Performing rights org lobbying for 'fair rates' from online services

Fast-multiplying streaming services are beautiful music to fans’ ears — but can produce earaches for some in the larger music industry.

Pandora, Spotify, Songza, Rdio, Slacker — to name just a handful, not to mention highly anticipated streaming entries from Google and Apple — are giving fans more low- to no-cost ways than ever to discover music. But these young services, still hammering out subscription and/or ad-supported business models, pay just a fraction of the royalties that music creators receive from more established media.

The American Society of Composers, Authors and Publishers is confidently balancing this two-sided story, embracing technology’s gift of greater access and still fighting for its members to be better compensated for their music. In February, ASCAP brought songwriters Josh Kear (Carrie Underwood’s “Before He Cheats”) and Dan Wilson (Adele’s “Someone Like You”) to perform and chat with members of Congress. The goal is to encourage legislative action on hiking payments to music creators.

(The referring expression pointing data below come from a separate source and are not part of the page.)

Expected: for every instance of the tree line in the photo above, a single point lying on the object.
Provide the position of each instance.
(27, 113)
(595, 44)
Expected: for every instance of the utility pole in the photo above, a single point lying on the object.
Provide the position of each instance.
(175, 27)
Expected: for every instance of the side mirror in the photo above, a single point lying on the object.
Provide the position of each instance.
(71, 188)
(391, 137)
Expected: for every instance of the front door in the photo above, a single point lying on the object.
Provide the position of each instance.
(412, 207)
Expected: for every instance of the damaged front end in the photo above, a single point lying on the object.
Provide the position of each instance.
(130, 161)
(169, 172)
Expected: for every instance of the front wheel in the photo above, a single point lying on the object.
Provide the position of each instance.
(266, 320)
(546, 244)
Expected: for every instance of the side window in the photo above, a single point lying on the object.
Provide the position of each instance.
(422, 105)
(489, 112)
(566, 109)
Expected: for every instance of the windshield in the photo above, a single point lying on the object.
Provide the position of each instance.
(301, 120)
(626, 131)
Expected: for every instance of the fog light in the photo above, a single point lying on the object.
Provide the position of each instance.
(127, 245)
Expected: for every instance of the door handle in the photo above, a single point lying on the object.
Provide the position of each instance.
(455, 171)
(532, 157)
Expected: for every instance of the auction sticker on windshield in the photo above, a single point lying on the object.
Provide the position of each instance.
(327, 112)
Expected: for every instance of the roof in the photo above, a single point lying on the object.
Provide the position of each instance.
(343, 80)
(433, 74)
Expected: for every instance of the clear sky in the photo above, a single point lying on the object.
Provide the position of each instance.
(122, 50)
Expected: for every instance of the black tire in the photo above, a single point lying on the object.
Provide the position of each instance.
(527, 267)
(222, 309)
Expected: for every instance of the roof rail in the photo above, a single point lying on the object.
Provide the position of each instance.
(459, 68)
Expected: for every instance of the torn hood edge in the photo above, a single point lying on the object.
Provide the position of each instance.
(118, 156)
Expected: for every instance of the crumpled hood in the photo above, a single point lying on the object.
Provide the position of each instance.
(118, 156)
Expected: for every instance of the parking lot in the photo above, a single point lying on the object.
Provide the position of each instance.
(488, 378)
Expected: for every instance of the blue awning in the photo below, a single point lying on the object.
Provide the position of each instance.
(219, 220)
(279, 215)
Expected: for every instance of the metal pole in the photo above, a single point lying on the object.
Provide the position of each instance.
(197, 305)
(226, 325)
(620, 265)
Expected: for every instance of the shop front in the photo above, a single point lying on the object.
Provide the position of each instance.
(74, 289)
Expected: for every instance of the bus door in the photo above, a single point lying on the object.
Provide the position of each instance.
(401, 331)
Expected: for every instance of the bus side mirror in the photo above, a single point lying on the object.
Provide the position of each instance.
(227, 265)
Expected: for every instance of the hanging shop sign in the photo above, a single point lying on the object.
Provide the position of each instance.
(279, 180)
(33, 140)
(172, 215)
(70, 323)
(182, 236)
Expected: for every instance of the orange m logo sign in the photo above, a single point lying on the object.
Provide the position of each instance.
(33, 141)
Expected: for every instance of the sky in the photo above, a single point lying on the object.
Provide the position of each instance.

“We are talking to Congress about getting fair rates from these online services,” says Paul Williams, president and chairman of the board at ASCAP. “We need to make sure that songwriters can make a viable living.”

Pandora has been lobbying Congress to pass the Internet Radio Fairness Act, which would reduce the already perceived low licensing royalties Web radio services pay. Pandora believes today’s rates are still too steep to achieve profitability, when measured against its current revenues.

“We are totally pro technology, and we love that people are continuing to feed heavily on this creative output,” says Williams. “But we do need to get the numbers up to what we believe is fair payment.”

He feels Congress is receptive, especially as ASCAP enjoys the support of high-profile members.

Williams likes to tell the story of singer-songwriter Bill Withers’ recent encounter with Congress. Withers pointed out that if the streaming situation continued, people writing songs will need day jobs, and “You don’t want Ozzy Osbourne working as your plumber,” Williams recalls Withers explaining.

Although ASCAP’s negotiations with Congress are still a work-in-progress, there is hope that some of the discord will go away naturally. If current trends hold with growing user bases, services may eventually charge higher ad rates and/or collect more in subscription fees, paying out fatter royalties in the process.

And there are musicians who fully support streaming’s agility in breaking songs to new fans on phones, tablets, connected TVs and more.

“The growing use of streaming music services has been instrumental for us to reach new audiences,” says Greg Lyons, drummer for the band Eastern Conference Champions, which landed on the “Twilight: The Eclipse” soundtrack and is recording its next album. “Even though the payout is far less than what you would receive from terrestrial radio … we can parlay it into growing our fan base, getting placements in film and TV and seeing bigger crowds on the road.”